Steps of sentimental detox

Who am I without you?

This is the first step in the process of overcoming a romantic breakup. Self-concept is one of the constructs that is most damaged in these cases.

During a couple relationship, the feeling of the ego remains, in many cases, united with the other person. This is a basic relationship mistake, even when the relationship may seem to be going well.


In any case, when it comes to dealing with a romantic breakup, first of all it is necessary to accept that the situation has changed and we along with it. It makes no difference whether it was voluntary or not.


Addressing change is the first step. As in any other painful process, you need to know that things will never be the same and that we will never be the same people.

In many broken relationships, in addition to the emotional connotations, the scenario undergoes a drastic alteration of the routine. And we humans are animals of habit. Seeing ourselves forced to replace our most basic routines requires an intelligent combination of decision and will.

Self-concept damaged or healed

In general, when dealing with a breakup, it is advisable to analyze the relationship in terms of identity creation and self-concept.

The breakup will tend to seriously damage self-concept if the relationship has helped us forge a better concept of ourselves, if it helped us to grow as people and revealed important parts of our nature to us; generating in this evolution a sort of latent dependence.

Conversely, if the relationship we had didn't allow us to fully express ourselves as people, it didn't help us grow either it suffocated our nature, the rupture can offer us feelings of rediscovery of ourselves. In this case, the sentimental detox process can be experienced with great relief.

Writing helps you get the right perspective

Dr. Lewndowski has conducted some research to find effective ways to heal the wounds of romantic breakups. Writing about our feelings while dealing with the end of a relationship has proved to be a great coping strategy and sentimental detox. It's not about writing a diary of tragedies, it's actually simpler.

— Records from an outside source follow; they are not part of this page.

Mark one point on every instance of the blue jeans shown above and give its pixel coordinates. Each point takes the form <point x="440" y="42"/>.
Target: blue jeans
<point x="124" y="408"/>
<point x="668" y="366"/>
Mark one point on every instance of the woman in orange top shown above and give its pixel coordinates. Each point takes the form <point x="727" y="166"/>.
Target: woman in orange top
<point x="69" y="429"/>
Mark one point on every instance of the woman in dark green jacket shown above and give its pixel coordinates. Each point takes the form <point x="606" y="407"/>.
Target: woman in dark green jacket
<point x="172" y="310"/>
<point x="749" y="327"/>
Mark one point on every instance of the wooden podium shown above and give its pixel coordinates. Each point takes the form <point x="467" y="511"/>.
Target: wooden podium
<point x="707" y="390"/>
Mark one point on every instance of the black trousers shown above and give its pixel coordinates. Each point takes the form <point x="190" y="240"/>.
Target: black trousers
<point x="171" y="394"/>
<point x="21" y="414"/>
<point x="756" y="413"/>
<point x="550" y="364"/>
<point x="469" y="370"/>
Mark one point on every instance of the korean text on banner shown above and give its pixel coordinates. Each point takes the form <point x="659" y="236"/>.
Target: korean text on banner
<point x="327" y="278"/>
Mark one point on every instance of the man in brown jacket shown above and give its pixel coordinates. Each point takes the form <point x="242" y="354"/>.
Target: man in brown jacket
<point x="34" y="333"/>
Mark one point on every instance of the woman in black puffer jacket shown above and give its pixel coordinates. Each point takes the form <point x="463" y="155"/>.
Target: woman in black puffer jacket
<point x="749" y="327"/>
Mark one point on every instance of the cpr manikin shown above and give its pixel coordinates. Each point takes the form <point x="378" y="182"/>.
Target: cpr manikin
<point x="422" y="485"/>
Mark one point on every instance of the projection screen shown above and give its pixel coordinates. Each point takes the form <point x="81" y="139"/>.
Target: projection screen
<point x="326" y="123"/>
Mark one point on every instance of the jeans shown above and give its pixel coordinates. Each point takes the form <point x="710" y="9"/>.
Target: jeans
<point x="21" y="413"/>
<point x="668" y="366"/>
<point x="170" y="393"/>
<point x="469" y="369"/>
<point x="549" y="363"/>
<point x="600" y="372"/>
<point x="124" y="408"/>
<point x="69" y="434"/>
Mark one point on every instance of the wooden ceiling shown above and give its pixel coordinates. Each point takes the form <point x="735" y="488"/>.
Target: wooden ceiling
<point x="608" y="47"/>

This technique consists of three stages. The first is to reflect, through the sheet of paper, on the factors that we believe led to the rupture. Analyze them after writing them and evaluate to what extent they have influenced our identity and our self-concept. In a second phase we write about the consequences of the breakup, a few days after it took place. And in the third phase we write about the consequences of the breakup a few weeks later.


Ultimately, it is focus on more than just sadness and negative feelings. Writing about the events that occur helps us to understand what happened more clearly.

The withdrawal syndrome in sentimental detoxification

The chemical transformation that occurs in our brains due to the pain of a breakup is reminiscent of the way the brain of an addict who cannot obtain the object of his addiction evolves.

Research by anthropologist Hellen Fisher suggests that mesolimbic reward and survival systems are active during romantic passion. This is another extremely important point during sentimental detox.

Understanding that there is a physical part that will be affected for some time helps to manage this kind of emotional withdrawal syndrome. Understanding that these are purely physical symptoms that reduce and eliminate over time also helps to overcome this phase.

Sentimental detox has a physical part and an emotional part. Being aware of this will help us to overcome the breakup little by little.

When is it advisable to start a new relationship?

There is a generalized idea that a new relationship after a breakup is not good and will not end well. However, the truth is that the results of the studies that have analyzed this idea show us that engaging in a later relationship sooner or later depends more on trusting your new partner than with the feelings felt towards the ex.

It seems that the time between one relationship and another does not predict the success or failure of the second. Sometimes these "rebound" relationships help resolve personal conflicts created by the previous relationship's breakup. The truth is, it all depends on how we feel emotionally.